Editorial: On nonviolent resistance



Since June, Hong Kong has been rocked by anti-government protests that have only grown in size and intensity. Initially, protesters wanted the withdrawal of a proposed new law allowing for the extradition of Hongkongers to mainland China — the Bill has now been suspended — but these have evolved into broader demands for greater democracy and guarantees for Hong Kong’s continued independence.

A notable feature of these protests has been the preparedness of the protesters, and the new and innovative tactics they have adopted. In doing so, organisers say they were inspired by martial arts legend Bruce Lee’s famous maxim: “Be water, my friend.”

Key to these tactics have been the apparent mobility and spontaneity of the protests: demonstrations have been arranged at the last minute, sometimes in multiple locations, to make it more difficult for authorities to prepare.

Arguably, the most disruptive single protest came this week at Hong Kong’s international airport, where a mass sit-in forced the airport to cancel flights for two consecutive days. Choosing such a high-profile target guaranteed international headlines, increasing pressure on both the Hong Kong and Chinese governments.

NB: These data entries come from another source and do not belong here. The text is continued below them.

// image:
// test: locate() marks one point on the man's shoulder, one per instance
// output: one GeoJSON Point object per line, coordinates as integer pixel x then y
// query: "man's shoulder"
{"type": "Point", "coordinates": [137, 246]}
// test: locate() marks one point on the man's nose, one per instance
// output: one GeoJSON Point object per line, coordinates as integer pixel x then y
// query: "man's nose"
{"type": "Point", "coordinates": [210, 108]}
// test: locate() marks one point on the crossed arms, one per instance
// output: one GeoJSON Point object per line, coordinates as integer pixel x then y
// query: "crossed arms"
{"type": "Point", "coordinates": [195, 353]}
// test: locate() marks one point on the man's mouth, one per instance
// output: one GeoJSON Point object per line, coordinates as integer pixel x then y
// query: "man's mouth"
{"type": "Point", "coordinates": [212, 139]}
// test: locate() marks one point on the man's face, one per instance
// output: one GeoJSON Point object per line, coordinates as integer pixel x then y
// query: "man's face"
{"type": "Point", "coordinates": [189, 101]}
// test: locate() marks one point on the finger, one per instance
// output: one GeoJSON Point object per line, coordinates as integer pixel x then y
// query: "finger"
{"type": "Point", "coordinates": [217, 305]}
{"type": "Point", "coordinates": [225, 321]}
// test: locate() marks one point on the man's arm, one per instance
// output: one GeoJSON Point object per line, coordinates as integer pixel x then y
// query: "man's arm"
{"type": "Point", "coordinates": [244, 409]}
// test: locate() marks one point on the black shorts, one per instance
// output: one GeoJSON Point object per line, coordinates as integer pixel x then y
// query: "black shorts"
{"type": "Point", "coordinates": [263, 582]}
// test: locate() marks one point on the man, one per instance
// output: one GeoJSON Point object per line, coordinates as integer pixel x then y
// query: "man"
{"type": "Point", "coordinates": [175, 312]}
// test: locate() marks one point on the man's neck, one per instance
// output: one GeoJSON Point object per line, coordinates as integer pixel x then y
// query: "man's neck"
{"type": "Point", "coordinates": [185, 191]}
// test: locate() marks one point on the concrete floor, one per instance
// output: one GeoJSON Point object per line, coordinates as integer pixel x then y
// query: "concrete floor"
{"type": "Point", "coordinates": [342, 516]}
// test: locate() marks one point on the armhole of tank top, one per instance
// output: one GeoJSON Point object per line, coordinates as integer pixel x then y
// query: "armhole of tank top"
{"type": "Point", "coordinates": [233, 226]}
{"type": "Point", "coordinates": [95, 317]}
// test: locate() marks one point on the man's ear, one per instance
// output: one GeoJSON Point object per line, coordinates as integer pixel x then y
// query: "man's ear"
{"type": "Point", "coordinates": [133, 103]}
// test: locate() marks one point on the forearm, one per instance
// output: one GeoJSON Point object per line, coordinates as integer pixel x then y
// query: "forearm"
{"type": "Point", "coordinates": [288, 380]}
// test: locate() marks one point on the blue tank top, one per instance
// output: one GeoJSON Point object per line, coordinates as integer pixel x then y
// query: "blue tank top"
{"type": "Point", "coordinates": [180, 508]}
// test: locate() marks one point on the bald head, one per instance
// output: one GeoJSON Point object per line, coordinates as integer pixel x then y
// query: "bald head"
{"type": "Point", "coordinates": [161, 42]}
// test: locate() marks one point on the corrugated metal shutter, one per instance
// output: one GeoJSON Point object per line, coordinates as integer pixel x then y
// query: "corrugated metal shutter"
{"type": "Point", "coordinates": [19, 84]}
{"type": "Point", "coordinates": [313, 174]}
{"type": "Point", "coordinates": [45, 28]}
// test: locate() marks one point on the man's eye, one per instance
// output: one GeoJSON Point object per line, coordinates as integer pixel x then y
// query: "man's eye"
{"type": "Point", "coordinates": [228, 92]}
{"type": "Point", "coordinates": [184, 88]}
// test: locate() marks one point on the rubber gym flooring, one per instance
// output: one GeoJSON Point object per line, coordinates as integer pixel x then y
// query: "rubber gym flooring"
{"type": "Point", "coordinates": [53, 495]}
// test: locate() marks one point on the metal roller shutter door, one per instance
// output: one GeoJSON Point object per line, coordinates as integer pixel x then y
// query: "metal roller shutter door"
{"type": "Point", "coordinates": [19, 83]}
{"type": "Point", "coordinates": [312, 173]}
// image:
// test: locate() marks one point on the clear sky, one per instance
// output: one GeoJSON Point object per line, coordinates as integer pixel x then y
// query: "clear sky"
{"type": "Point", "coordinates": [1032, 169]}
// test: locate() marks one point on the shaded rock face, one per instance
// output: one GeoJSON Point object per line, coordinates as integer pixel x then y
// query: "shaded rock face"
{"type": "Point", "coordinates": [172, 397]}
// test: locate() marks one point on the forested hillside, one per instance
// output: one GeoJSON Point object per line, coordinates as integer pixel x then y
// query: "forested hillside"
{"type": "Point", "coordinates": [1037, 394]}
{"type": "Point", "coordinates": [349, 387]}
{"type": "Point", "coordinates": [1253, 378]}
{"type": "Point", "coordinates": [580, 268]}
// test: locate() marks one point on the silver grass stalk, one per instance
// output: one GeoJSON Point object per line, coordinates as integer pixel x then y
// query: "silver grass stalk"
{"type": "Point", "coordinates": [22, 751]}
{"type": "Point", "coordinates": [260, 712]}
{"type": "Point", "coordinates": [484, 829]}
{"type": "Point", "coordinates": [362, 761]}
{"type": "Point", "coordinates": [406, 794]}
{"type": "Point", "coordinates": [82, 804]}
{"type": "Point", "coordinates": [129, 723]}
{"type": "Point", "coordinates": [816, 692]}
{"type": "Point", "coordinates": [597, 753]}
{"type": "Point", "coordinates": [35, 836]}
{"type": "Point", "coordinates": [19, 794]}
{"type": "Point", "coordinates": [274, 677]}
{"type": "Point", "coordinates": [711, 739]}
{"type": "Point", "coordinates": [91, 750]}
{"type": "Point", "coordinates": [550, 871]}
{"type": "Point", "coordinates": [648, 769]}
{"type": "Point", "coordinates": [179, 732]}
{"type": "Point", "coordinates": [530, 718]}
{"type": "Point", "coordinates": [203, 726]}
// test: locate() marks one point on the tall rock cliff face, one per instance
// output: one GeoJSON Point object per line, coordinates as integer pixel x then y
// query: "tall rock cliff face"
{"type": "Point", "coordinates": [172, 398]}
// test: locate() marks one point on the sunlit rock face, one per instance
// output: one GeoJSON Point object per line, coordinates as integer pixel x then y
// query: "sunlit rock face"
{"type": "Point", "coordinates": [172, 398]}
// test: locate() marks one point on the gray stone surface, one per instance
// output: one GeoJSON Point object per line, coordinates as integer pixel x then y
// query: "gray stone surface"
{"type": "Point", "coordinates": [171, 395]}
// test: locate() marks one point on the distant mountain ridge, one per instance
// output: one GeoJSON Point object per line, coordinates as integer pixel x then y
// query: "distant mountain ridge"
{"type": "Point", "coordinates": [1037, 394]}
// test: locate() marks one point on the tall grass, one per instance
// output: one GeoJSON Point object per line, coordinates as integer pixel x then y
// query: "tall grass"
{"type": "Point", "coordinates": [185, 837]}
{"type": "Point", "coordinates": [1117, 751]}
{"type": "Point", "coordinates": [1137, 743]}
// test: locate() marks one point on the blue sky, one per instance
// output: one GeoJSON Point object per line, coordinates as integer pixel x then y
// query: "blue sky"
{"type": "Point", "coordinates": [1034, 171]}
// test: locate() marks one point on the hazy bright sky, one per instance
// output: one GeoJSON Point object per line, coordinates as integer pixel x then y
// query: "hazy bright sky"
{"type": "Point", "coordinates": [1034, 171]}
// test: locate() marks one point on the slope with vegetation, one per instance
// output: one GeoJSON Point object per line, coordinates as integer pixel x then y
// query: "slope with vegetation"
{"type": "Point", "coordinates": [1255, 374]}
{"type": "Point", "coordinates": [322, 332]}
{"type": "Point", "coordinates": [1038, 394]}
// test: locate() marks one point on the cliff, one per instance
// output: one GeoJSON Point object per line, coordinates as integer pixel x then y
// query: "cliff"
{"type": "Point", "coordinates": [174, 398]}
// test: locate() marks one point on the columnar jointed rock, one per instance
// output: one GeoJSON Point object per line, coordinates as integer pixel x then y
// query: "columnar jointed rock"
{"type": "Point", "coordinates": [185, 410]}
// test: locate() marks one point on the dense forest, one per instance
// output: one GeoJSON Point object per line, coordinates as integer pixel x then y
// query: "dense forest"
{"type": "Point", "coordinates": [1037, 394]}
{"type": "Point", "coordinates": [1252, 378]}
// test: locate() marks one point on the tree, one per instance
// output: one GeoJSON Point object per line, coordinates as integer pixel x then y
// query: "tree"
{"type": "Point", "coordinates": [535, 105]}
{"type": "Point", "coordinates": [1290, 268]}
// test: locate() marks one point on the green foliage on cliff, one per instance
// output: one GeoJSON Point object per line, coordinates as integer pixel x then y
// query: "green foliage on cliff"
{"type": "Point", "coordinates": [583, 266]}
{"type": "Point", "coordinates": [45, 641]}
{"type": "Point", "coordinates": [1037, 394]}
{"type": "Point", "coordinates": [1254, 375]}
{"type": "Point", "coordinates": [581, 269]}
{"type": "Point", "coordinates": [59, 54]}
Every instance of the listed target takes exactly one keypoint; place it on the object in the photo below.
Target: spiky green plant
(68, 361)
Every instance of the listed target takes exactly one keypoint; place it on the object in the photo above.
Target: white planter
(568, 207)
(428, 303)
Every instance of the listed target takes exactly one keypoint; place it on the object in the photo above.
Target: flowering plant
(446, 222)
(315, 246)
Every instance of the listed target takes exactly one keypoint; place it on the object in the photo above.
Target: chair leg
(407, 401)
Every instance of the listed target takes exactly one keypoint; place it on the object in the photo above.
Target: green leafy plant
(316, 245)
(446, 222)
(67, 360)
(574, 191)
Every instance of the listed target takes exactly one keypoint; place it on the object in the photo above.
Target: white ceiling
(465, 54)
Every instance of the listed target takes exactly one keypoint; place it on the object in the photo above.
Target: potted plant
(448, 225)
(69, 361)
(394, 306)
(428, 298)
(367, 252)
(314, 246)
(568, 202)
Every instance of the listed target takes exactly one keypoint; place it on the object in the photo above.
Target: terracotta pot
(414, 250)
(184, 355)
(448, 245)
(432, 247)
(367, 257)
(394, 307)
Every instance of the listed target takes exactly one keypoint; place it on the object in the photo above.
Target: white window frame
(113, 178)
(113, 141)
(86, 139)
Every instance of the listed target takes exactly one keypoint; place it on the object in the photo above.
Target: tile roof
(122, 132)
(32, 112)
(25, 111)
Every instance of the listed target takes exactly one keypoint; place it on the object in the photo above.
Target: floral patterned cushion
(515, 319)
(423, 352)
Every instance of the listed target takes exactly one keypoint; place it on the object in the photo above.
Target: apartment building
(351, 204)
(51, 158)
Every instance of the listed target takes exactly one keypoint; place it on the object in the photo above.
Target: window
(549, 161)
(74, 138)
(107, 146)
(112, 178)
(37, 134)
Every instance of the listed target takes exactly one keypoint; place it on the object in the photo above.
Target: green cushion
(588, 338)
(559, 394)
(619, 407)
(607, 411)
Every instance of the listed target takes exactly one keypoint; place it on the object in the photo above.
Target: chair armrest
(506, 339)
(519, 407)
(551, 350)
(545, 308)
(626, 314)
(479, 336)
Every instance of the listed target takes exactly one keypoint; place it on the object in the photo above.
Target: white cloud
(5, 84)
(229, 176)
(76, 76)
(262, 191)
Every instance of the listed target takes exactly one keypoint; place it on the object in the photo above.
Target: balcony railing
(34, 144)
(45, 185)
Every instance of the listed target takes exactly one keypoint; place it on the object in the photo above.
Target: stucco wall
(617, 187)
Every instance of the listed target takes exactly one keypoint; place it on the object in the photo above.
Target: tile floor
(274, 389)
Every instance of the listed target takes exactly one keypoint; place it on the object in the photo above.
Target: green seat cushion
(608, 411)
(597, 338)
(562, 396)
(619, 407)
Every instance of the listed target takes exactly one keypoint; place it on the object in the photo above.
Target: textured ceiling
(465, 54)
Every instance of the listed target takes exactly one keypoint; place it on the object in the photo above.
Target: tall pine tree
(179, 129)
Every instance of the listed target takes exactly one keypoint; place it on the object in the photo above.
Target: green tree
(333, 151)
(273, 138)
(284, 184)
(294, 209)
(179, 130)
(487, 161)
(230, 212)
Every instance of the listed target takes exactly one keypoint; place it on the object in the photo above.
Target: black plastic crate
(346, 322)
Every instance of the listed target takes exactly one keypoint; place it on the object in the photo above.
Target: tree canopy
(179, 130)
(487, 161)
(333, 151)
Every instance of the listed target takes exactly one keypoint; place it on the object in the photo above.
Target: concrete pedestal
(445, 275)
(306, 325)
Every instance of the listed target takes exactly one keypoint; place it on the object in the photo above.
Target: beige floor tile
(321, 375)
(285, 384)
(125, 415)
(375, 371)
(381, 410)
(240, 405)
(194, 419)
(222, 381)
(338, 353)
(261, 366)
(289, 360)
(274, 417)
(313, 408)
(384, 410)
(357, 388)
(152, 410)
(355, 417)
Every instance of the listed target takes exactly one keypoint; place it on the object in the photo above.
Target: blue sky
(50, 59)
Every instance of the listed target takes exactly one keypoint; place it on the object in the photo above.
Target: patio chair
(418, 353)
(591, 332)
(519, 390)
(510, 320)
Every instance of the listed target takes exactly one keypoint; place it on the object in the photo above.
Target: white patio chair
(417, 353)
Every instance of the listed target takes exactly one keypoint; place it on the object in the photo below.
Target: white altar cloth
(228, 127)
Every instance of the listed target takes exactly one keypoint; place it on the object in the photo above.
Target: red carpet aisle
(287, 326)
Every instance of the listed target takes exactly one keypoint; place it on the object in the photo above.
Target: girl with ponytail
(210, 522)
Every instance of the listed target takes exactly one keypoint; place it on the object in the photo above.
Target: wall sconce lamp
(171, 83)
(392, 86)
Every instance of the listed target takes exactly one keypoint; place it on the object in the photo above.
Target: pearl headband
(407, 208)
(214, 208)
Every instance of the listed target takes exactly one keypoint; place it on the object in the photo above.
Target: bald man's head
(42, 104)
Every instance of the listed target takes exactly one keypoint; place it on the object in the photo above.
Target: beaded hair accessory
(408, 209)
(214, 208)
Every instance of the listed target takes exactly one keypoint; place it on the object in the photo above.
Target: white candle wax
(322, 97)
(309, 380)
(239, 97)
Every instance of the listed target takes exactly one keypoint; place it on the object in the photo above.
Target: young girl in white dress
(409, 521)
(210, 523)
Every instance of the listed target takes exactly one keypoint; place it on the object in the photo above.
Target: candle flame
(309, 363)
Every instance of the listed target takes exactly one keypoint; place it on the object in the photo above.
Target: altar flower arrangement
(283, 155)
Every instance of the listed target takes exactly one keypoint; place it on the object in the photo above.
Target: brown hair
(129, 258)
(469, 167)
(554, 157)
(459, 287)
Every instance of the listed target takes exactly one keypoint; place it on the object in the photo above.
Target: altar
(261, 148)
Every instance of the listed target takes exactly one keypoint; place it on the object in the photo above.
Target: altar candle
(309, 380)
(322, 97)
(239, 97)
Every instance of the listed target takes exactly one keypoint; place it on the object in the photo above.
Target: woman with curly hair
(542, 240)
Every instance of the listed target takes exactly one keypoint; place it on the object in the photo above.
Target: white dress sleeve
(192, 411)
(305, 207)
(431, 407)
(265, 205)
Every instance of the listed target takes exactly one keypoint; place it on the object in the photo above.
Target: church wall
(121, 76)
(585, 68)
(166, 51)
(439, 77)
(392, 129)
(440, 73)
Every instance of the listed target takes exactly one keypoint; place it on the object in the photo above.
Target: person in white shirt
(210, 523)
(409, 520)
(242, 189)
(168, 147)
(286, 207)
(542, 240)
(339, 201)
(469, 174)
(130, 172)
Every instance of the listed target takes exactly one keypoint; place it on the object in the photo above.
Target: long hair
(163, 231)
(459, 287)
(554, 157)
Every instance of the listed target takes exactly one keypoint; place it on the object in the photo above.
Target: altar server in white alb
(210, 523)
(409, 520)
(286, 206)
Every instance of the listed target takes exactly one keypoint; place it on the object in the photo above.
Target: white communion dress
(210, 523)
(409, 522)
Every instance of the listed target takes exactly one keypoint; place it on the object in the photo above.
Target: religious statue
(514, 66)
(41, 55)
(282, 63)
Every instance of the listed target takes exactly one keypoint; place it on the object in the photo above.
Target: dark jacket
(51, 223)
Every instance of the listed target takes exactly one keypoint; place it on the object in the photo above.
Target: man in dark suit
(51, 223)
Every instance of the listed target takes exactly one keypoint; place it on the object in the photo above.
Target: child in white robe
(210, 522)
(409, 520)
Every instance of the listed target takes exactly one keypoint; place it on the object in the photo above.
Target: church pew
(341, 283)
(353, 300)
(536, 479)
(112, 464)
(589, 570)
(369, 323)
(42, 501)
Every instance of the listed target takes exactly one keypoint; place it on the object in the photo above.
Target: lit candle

South Africa, of course, is no stranger to protest action, of both the peaceful and the unpeaceful variety — so much so that service delivery protests, marches and demonstrations often have limited effect, falling on the deaf ears of political leaders who have seen it all before. If citizens really want their voices to be heard, they might consider taking a few lessons from Hong Kong’s masterclass in nonviolent resistance.